One day, a little before the end of term, she asked him what he was planning for the summer, because she herself was intending to take a job resident-advising the high school students who came to Cornell for the experience of “college” life (and something to write about on their own applications for admission)。 It was decent money, and wouldn’t it be nice, after exams, to relax on the campus and take a bit of a break? The spring had cheated them out of that brief (but legendary!) time in Ithaca when winter could barely be remembered, and people took to the quads and the gorges and showed their sun-starved bodies to the sun. Perhaps, if Lewyn wasn’t rushing off to some job in the city or a holiday with his parents, he might like to take a summer class or get a local job and stay on with her. And Lewyn, who of course had no summer plans at all, who could barely think past the next time he would see Rochelle Steiner, eagerly agreed.

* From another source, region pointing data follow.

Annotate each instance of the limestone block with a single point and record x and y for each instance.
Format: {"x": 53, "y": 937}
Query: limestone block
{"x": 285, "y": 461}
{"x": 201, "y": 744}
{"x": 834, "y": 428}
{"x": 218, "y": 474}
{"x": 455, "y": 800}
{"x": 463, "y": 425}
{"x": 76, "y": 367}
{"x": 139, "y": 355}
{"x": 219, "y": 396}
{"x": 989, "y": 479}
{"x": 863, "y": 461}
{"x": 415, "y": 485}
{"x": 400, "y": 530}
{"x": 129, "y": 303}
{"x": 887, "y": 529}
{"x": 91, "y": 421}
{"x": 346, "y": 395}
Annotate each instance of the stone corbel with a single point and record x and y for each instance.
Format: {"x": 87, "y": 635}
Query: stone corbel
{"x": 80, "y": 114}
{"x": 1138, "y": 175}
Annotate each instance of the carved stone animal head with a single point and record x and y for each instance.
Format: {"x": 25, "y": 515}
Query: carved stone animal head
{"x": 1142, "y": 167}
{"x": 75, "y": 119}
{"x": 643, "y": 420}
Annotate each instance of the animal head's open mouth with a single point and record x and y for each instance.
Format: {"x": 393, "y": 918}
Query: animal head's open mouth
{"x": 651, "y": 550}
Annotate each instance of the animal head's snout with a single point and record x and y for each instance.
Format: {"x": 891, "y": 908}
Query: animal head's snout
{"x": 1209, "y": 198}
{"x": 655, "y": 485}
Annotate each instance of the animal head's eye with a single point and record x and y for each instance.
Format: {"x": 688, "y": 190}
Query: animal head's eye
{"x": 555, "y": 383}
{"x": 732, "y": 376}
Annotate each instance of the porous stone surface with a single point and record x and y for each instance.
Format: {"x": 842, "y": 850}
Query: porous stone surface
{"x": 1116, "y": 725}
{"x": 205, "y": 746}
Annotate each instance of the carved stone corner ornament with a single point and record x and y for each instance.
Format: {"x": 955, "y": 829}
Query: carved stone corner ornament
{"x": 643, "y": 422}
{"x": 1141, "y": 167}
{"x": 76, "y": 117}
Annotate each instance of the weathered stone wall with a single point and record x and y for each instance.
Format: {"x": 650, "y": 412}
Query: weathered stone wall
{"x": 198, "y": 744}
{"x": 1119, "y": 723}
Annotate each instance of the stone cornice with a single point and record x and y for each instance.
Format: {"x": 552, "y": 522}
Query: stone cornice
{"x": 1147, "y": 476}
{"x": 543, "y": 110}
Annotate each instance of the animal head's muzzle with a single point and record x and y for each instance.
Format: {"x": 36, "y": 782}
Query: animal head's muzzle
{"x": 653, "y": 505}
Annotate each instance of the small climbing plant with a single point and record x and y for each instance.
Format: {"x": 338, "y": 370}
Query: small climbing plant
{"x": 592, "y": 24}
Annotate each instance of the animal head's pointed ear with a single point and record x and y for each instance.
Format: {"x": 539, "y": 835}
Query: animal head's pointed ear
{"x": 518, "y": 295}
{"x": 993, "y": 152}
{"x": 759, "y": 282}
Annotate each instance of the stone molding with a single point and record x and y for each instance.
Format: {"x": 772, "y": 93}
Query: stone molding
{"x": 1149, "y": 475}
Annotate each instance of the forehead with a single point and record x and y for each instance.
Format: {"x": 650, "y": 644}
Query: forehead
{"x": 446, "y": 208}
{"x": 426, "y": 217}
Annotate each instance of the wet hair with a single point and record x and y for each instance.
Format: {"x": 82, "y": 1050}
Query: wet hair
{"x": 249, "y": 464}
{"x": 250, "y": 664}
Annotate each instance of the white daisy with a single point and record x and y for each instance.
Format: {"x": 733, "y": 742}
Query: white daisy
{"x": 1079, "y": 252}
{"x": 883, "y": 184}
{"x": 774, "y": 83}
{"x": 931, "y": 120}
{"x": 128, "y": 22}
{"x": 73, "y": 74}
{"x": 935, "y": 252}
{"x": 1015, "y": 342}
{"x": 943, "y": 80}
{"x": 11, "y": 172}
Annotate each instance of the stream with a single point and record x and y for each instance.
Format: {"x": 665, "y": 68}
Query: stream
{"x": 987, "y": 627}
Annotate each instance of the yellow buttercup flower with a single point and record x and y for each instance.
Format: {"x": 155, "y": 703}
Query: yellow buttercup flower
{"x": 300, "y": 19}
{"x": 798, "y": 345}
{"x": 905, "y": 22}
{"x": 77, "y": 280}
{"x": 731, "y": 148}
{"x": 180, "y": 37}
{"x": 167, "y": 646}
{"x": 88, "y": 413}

I’m going to stay in Ithaca this summer, he emailed his mother.

“I’m going to stay in Ithaca this summer,” he told Jonas, who surprised him by saying that he would also be remaining in upstate New York after the semester ended.

“Really?” said Lewyn. “In Ithaca?”

“No, I’m going to Palmyra, for the pageant.”

Lewyn had a brief and hilarious vision of Jonas Bingham walking across a stage in a bathing suit and high heels, a sash inscribed Miss Ogden, Utah knotted at his hip.

“I’m sorry,” he said, “but what?”

“It’s an LDS thing. At the Hill Cumorah. You know, where Joseph Smith found the golden plates?”

Lewyn nodded. Now, the vision was of Jonas Bingham, in his bathing suit and heels, walking across the summit of a hill. “But what kind of pageant?”